# furniture store



## cole226 (Feb 8, 2013)

put an interior and lights in the furniture store.:smokin:

furniture made froam foamboard and hobby plywood.

couchs, chairs, tables, corner cuboard, beds and matress. 

sales on first floor, inventory stocked on 2nd and 3rd.

need a name and a sign:dunno:


----------



## golfermd (Apr 19, 2013)

Very nice. :appl:


----------



## midlifekrisiz (Jan 29, 2013)

cool....wouldn't be hard to wrap those in cloth ya know


----------



## cole226 (Feb 8, 2013)

midlifekrisiz said:


> cool....wouldn't be hard to wrap those in cloth ya know


i thought about it, but the hard edges actually give a better look visually looking inside the building from 5'-6' away.
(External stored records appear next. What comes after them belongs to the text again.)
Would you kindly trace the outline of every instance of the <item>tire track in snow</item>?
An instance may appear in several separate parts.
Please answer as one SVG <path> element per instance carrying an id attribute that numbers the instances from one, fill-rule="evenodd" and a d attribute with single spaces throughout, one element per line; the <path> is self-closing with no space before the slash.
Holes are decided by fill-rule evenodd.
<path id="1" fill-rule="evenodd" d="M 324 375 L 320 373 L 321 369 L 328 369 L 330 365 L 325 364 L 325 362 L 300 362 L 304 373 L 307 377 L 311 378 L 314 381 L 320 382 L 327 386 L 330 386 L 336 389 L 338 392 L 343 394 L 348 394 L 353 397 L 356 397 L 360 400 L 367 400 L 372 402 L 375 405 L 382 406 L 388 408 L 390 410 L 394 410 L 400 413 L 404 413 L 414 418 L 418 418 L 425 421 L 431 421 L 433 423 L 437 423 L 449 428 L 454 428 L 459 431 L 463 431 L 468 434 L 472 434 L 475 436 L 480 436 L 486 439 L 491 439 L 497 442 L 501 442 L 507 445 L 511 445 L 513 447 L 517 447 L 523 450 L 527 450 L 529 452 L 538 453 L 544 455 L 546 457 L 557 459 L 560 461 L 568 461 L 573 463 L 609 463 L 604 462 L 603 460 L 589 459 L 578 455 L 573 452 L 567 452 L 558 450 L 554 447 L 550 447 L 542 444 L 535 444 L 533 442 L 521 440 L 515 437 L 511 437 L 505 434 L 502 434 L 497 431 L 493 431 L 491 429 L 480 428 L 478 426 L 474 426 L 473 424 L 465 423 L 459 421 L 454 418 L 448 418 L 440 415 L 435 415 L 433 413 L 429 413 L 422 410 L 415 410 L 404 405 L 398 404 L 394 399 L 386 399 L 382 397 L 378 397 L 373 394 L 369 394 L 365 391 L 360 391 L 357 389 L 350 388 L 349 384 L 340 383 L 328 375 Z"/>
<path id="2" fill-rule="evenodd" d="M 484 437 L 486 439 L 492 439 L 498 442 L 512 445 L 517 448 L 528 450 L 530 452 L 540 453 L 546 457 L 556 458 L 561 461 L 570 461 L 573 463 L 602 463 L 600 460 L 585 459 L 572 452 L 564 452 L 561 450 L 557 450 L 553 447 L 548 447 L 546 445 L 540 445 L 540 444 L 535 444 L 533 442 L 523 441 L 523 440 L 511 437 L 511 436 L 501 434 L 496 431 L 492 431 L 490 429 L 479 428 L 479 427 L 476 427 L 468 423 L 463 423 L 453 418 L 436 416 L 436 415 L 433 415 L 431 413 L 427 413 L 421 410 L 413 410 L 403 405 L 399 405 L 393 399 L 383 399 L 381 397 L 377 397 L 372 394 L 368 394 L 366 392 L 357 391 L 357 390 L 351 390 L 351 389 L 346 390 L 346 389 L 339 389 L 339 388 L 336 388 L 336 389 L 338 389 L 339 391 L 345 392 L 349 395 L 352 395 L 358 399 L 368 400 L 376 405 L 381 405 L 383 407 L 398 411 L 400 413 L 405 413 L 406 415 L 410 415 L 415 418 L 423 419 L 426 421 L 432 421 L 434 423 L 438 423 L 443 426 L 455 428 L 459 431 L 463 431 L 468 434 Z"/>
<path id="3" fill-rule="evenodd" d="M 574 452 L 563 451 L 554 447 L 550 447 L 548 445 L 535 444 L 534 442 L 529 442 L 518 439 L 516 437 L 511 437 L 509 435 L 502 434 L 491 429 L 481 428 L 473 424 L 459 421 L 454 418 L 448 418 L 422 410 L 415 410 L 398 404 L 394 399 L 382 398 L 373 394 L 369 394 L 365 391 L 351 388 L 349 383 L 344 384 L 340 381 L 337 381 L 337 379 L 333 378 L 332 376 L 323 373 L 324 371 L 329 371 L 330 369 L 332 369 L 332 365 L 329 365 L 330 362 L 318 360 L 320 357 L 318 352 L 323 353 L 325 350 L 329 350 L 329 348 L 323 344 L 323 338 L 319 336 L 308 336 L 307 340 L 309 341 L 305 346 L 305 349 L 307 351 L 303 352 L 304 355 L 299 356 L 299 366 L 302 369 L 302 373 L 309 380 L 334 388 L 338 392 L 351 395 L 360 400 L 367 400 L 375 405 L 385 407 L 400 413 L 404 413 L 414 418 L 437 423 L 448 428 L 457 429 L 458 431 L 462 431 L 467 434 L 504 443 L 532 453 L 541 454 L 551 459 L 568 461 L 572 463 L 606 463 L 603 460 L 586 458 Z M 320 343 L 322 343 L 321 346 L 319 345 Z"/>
IMO.

if they were outside stand alone it might be different story:dunno:


----------



## raleets (Jan 2, 2011)

Cole,
Real nice work! Interior goodies with O gauge is cool but when you model HO, like myself, you need the eyes of two eagles to see anything inside unless you're right on top of it.
Like you mentioned, when you're back 5 or 6' little details don't much matter.
I've lit 90% of my structures with LED's and that gives a ton of realism.


----------



## KAL5 (Sep 4, 2011)

Very cool How much for that Green Couch do you deliver ?
How about Metropolitan Furniture Store


----------



## Big Ed (Jun 16, 2009)

Nice, now you need some people walking around. :thumbsup:


----------



## cole226 (Feb 8, 2013)

thanks to everybody for the nice comments.

thought of a name, and got up some signs:eyes: what u think?:smokin:

and ed, people are coming. but they are on a s l o w boat from china.


----------



## raleets (Jan 2, 2011)

Now THAT'S my kind of humor! :appl:

Between the couches and caskets EVERYBODY gets laid out.  hwell:


----------